Utah voters are going to the polls on Tuesday to accept or reject what would be the nation’s first state-wide school voucher program. According to Utah’s biggest media outlets and the nation’s largest public school employee union, this program would undermine public education. That view, while understandable coming from an organization that lives off the current system, is mistaken.

The purpose of public education is not to perpetuate a particular management structure, or employ a certain set of bureaucrats or union officials. The purpose of public education is to see that every child has access to good schools, and is prepared both for success in private life and participation in public life. Anyone who genuinely believes in those ideals of public education should support whatever system best fulfills them.

Correctly understood, school choice programs are not a threat to public education, they are simply public education by other means. They ensure that every family has access to the schools they deem best for their kids, whether operated by public officials or independent educators.

Some people worry that  a system of unfettered parental choice would fail to promote social cohesion – something that our public schools are widely believed to do. That view is precisely backward. There are numerous studies comparing the tolerance and civic engagement of public and private school students and graduates, and this research either favors the private schools or finds no significant differences between the sectors.

And as for Balkanizing communities, that is sadly something that our traditional district-based public schools have been doing since their inception. In fact, my Cato associate Neal McCluskey has documented nearly 150 battles over the content of public schooling from all over the country – in the 2005-2006 school year alone. From sex education to the singing of Christmas carols, our single official system of schools forces us into unnecessary conflict.

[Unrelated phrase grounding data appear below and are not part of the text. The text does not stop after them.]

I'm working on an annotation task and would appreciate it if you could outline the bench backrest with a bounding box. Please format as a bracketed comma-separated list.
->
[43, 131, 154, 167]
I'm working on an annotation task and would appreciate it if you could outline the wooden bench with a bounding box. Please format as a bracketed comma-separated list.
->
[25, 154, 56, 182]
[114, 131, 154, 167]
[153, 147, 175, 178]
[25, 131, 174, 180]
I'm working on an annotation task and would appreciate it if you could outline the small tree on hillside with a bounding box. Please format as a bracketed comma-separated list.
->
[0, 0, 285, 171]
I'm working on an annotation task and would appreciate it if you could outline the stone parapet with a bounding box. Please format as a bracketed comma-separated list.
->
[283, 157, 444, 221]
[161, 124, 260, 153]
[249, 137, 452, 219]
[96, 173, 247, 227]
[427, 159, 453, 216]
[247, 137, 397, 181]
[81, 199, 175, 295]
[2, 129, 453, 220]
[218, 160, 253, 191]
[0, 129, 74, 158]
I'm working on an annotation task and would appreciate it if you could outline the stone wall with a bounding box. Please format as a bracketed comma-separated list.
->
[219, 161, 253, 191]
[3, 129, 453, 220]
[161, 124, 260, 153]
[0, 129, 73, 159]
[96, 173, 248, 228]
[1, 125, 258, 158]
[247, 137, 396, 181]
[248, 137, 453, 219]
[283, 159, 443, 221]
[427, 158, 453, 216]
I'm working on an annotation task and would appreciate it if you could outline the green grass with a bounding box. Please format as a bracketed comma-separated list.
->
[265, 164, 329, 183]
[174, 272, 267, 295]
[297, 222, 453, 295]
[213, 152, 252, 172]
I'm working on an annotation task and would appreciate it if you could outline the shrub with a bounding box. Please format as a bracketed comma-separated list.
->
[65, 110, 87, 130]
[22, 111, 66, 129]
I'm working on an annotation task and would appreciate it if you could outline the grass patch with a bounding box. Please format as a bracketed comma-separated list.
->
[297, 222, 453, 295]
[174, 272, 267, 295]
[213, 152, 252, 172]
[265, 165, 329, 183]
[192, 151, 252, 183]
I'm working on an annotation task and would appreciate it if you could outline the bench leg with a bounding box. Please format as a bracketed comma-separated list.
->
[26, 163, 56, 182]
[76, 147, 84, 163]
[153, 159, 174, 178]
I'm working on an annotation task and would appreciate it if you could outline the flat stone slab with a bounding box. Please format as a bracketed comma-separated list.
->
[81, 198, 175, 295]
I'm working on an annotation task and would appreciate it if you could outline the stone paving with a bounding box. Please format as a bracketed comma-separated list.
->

A true system of school choice would eliminate these conflicts, allowing parents to get the sort of education they value for their own children without compelling them to force their preferences on their neighbors, as our existing school system has done for more than a century.

The voucher program before Utah’s voters may not be without its imperfections, but to portray it as a threat to public education completely misses the point. School choice is simply public education by other means, and, in many ways, a better means than the district-based system we inherited from the 19th century.